Our data shows that the majority of consumers (74%) do expect companies to provide more discounts to help Canadians purchase essential items during this difficult time. While businesses may be wary of reducing costs or making goods more accessible. Those who do will see the long-term benefit. Eighty-one per cent of Canadian consumers have shared that they will purchase more products/services in the future from companies that help them through this difficult time and 85 per cent of Canadian consumers have stated that they will be more loyal to companies that help them through.
What are your thoughts on customers’ demands that businesses give up excess earnings in order to serve society? What are the most important resources that brands need to employ in order to address this issue and meet the demands of their customers?
Retailers have an opportunity to rethink operational strategy for cost reduction, sustainability and experience. Businesses too are grappling with challenges such as increased energy, labour, and transportation costs, yet according to the report, 63 per cent of Canadian consumers say that brands and retailers should offer lower prices for the products their families require. Consumers expect companies to make operational efficiency changes to lower costs. Fifty-six per cent of Canadians expect companies to use technology to lower prices (e.g. replacing staffed check-out counters with self-service payment areas to lower overheads).

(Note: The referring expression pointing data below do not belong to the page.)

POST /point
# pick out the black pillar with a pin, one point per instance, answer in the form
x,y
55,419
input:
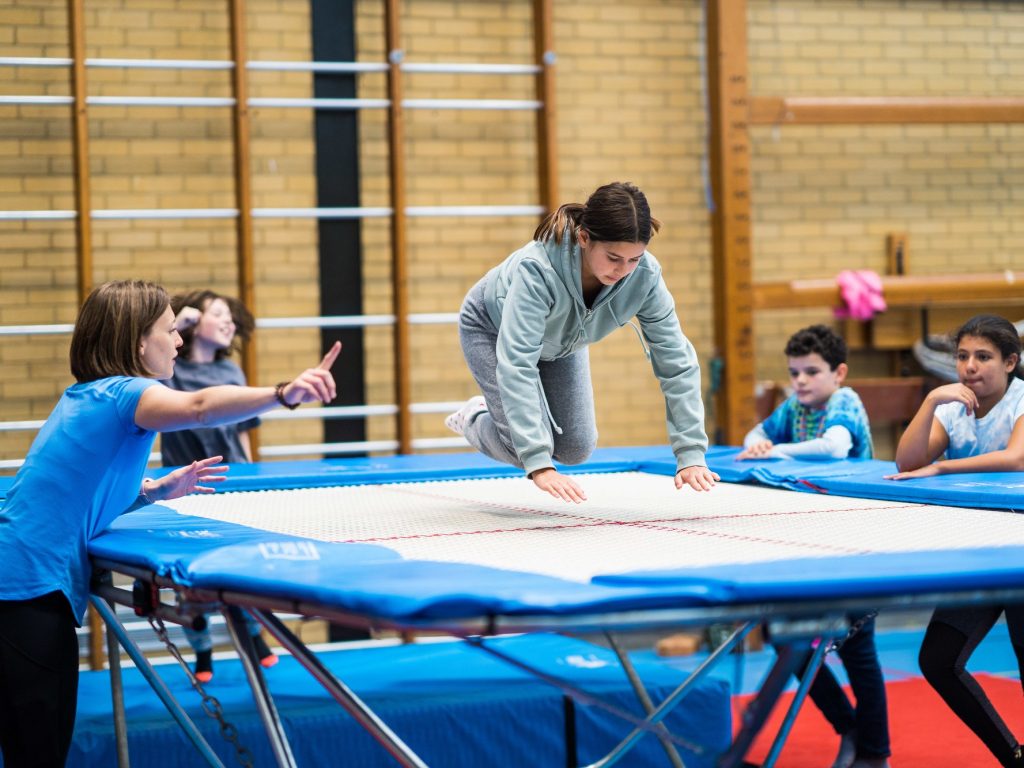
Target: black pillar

This is a moment of opportunity for businesses. The report highlights three key actions that will help brands and retailers to capitalize on opportunities that these evolving trends offer.
First, companies must drive cost reductions by rethinking the way they operate and how the supply chain is organized to ultimately be able to pass on cost savings to consumers. For example, brands and retailers can use technology such as data and analytics, AI and automation in their planning processes to optimize costs.
Second, brands and retailers must identify new revenue and channel growth opportunities. For example, by leveraging the power of social media influencers and expanding into newer channels to reach customers, brands can unlock new revenue streams and growth opportunities. Gen Z shows the highest engagement here, with almost half (48%) discovering new products through online influencers and 32% going on to purchase.
Third, companies must lead with purpose and help consumers through this difficult time to build goodwill and loyalty in the long term. Retailers must empathize with consumer concerns by keeping prices fair and consider how they can reduce their operational costs to be able to pass on cost savings to the customer via promotions, discounts, price freezes, or other means.